Former JSE CEO Russell Loubser delivers a lecture at Wits on South Africa's place in the global economy. Picture: PUXLEY MAKGATHO

South Africa’s leaders are failing to recognise the serious problems facing the country, says former JSE CEO and former South African Airways (SAA) board member Russell Loubser, listing the Marikana killings and the Limpopo textbook debacle as two such crises that could have been avoided.

Mr Loubser, in a public lecture at Wits University on Wednesday, had withering criticism for former African National Congress (ANC) Youth League leader Julius Malema, whom he called an arrogant racist with no work ethic. Mr Malema — who is facing money-laundering charges — is a leading proponent of the nationalisation of South Africa’s mines.

Mr Loubser also lambasted "constant, brainless talk about nationalisation".

Mineral Resources Minister Susan Shabangu this week called on the ANC to put the controversial topic on ice at its December conference, but Mr Malema jumped on the nationalisation bandwagon again in Harare at the weekend. He said whites should "surrender" their land and mineral resources — through bloodshed if necessary.

Mr Loubser singled out Mr Malema when he spoke about a general "dropping of standards" and the rise of a poor work ethic that hinged on redistribution rather than value creation.

"Today’s youth league is not what it was under the likes of Nelson Mandela, Walter Sisulu and Oliver Tambo," he said.

Mr Malema said on Wednesday he was not going to respond to people "trying to be important" and seeking "cheap publicity".

Rolivhuwa Nelwamondo, ANC Youth League Limpopo chairman and an activist in the Economic Freedom Fighters group with Mr Malema, said Mr Loubser was just "a mouthpiece for capitalism".

"He has a direct interest in exploiting our people in South Africa. He is a disgrace to this country," Mr Nelwamondo said.

In the wake of ratings downgrades by Moody’s two weeks ago and by Standard & Poor’s on Friday, Mr Loubser said confidence in South Africa could not be built in a climate of corruption, violent industrial action, the undermining of the judiciary and regulatory and tax uncertainty.

But he believed that the lowering of standards went beyond the youth league and Mr Malema. "Our leaders seem unable to recognise a crisis," he said.

The fact that some schools still did not have textbooks this year was not a problem, but a crisis.

Mr Loubser said the strike at Lonmin’s Marikana mine in August, where more than 40 people were killed by strikers and the police, did not seem to have been recognised by South Africa’s leaders as a crisis. He said the massacre "should come as no surprise to anyone and won’t be the last".

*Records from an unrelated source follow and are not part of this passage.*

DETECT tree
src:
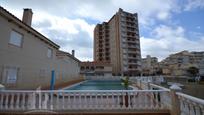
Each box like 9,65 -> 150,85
187,66 -> 199,77
122,76 -> 129,107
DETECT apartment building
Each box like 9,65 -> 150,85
160,51 -> 204,76
141,55 -> 160,75
80,62 -> 112,76
94,8 -> 141,76
0,7 -> 80,89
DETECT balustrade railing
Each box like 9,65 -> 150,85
176,92 -> 204,115
0,90 -> 168,111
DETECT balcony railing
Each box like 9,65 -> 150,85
131,76 -> 204,115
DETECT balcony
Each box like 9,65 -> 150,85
0,76 -> 204,115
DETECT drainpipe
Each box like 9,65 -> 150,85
50,70 -> 55,90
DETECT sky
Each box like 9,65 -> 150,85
0,0 -> 204,61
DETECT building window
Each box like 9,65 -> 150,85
47,48 -> 53,58
9,30 -> 23,47
6,67 -> 19,84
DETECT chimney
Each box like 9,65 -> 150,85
22,8 -> 33,26
72,50 -> 75,56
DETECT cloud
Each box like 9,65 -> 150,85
140,25 -> 204,60
33,12 -> 95,60
184,0 -> 204,11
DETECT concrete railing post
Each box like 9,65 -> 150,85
170,89 -> 181,115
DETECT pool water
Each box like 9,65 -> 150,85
65,80 -> 132,90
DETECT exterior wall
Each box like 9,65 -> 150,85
0,12 -> 79,89
80,62 -> 112,76
94,9 -> 141,75
161,51 -> 204,76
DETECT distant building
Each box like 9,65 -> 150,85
141,55 -> 160,75
80,62 -> 112,76
94,9 -> 141,75
160,51 -> 204,76
0,7 -> 80,89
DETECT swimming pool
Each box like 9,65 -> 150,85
65,80 -> 133,90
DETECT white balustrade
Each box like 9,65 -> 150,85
176,92 -> 204,115
0,90 -> 169,111
0,88 -> 204,115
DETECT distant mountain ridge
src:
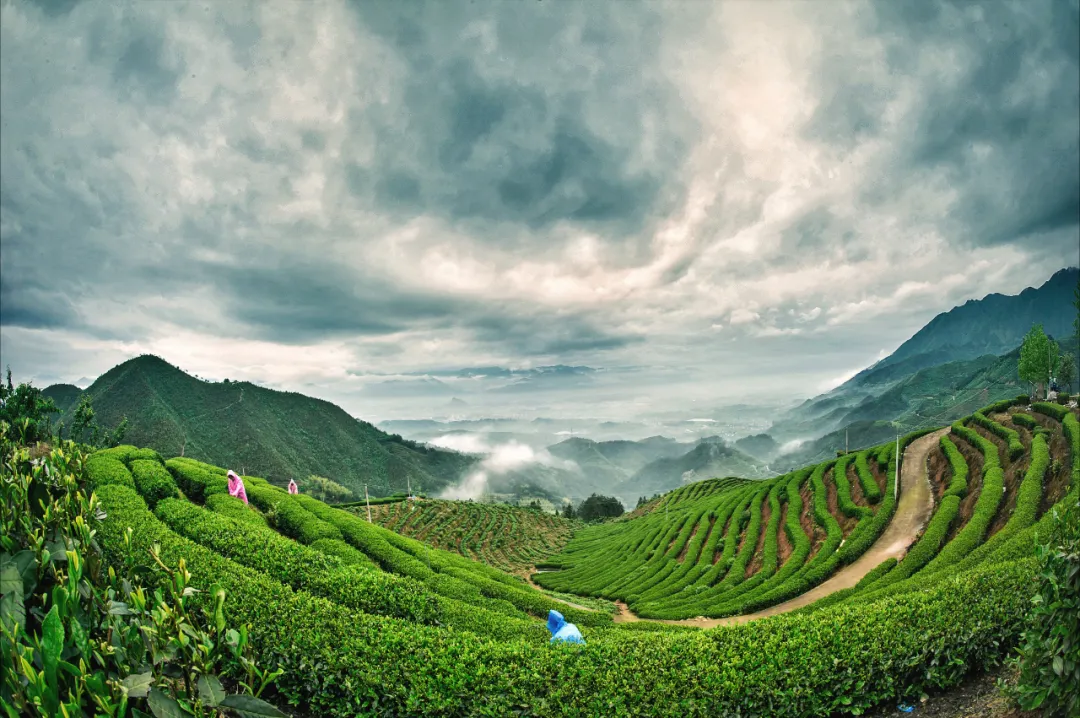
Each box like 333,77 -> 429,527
45,355 -> 476,496
612,436 -> 768,497
853,267 -> 1080,382
768,267 -> 1080,443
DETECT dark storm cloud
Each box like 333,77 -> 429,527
808,0 -> 1080,250
0,0 -> 1080,408
334,2 -> 692,253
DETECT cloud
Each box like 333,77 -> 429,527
430,434 -> 581,501
0,0 -> 1080,421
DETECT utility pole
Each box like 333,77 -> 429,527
892,434 -> 900,501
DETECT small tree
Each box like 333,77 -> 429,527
70,394 -> 127,448
0,367 -> 58,444
1020,324 -> 1058,395
578,493 -> 625,521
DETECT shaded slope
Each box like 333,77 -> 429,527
52,356 -> 473,495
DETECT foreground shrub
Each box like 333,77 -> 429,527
131,459 -> 179,509
95,479 -> 1034,717
156,499 -> 438,623
1016,492 -> 1080,716
206,493 -> 267,526
86,453 -> 135,490
0,431 -> 284,718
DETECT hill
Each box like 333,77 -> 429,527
46,355 -> 474,496
778,348 -> 1026,465
768,263 -> 1080,449
548,436 -> 687,492
872,267 -> 1080,375
46,393 -> 1067,717
41,384 -> 82,412
536,399 -> 1080,620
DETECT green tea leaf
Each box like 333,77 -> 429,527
0,554 -> 23,596
0,591 -> 26,631
147,688 -> 185,718
219,694 -> 288,718
121,670 -> 153,699
41,604 -> 64,685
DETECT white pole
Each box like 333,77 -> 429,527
892,434 -> 900,501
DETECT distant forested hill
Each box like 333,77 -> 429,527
45,355 -> 475,496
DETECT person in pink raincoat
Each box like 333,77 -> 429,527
226,471 -> 247,503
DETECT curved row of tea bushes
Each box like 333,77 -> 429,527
971,411 -> 1024,461
311,539 -> 378,568
643,480 -> 786,617
915,422 -> 1006,574
829,405 -> 1080,608
165,457 -> 229,503
855,446 -> 889,503
833,453 -> 877,518
295,493 -> 611,625
939,434 -> 968,499
245,477 -> 341,543
98,486 -> 1035,718
640,488 -> 758,619
682,485 -> 772,615
682,469 -> 815,618
712,429 -> 935,615
130,459 -> 179,509
950,434 -> 1050,561
626,501 -> 715,606
855,434 -> 968,591
154,499 -> 440,623
1012,411 -> 1042,431
86,453 -> 135,489
93,444 -> 164,465
740,464 -> 843,613
206,493 -> 267,526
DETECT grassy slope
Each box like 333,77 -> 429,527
84,414 -> 1062,716
536,405 -> 1070,619
56,356 -> 471,495
365,500 -> 581,573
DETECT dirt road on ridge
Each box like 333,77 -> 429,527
616,428 -> 948,628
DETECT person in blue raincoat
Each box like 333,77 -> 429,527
548,610 -> 585,644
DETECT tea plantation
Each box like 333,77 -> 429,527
358,499 -> 582,573
536,399 -> 1076,619
12,402 -> 1080,716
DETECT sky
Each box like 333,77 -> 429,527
0,0 -> 1080,418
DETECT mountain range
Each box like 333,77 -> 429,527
45,355 -> 476,495
38,268 -> 1080,501
764,268 -> 1080,465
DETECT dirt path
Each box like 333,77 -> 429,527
616,429 -> 948,628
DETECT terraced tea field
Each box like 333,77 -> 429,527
535,401 -> 1076,620
52,395 -> 1080,717
350,499 -> 583,573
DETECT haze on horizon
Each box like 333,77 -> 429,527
0,0 -> 1080,419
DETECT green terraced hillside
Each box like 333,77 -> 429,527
365,499 -> 583,573
39,395 -> 1080,716
535,399 -> 1076,620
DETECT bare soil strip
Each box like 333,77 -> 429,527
616,429 -> 948,628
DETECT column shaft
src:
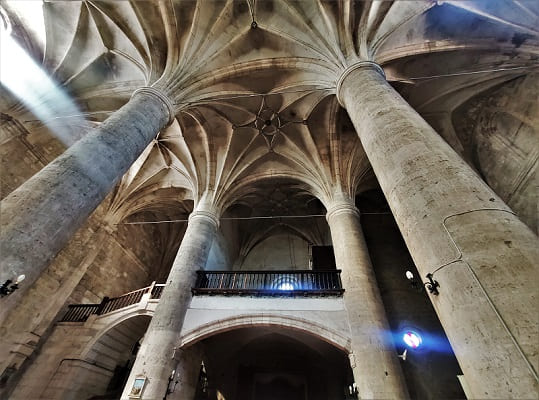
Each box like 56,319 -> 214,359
121,211 -> 218,399
338,62 -> 539,398
0,88 -> 172,322
327,203 -> 408,399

"Many of these issues could have been avoided if we had leadership in South Africa. But we have lacked leadership for decades."

Apartheid leaders did not see the crisis that would erupt when they ruined education, he said.

With the strike action affecting sentiment badly, Mr Loubser said that while everyone had the right to strike, marchers should not "destroy everything in their paths" or carry weapons.

Mr Loubser, who led a wave of resignations from the SAA board last month, said the R5bn guarantee provided by the government to the ailing national carrier would not help as it was "not cash".

"SAA was never capitalised properly during the three years I served on its board," he said.

He questioned why the government — with taxpayers’ money — had three airline stakes, in SAA, SA Express and Mango, yet did not appear to support them financially or morally. "Warren Buffett would never put his money there (in an airline like SAA). It’s the last place he would probably put his money," Mr Loubser said.

He said there was nothing wrong with SAA and all it needed was support due to its tight 2% margin on R23bn turnover amid the ever-present threat of oil price rises — which made up a third of input costs.

Moody’s and Standard & Poor’s cited concerns over institutional capacity and the five weeks of strikes affecting the economic policy framework. The downgrades will raise the cost of financing for public enterprises such as SAA and Eskom.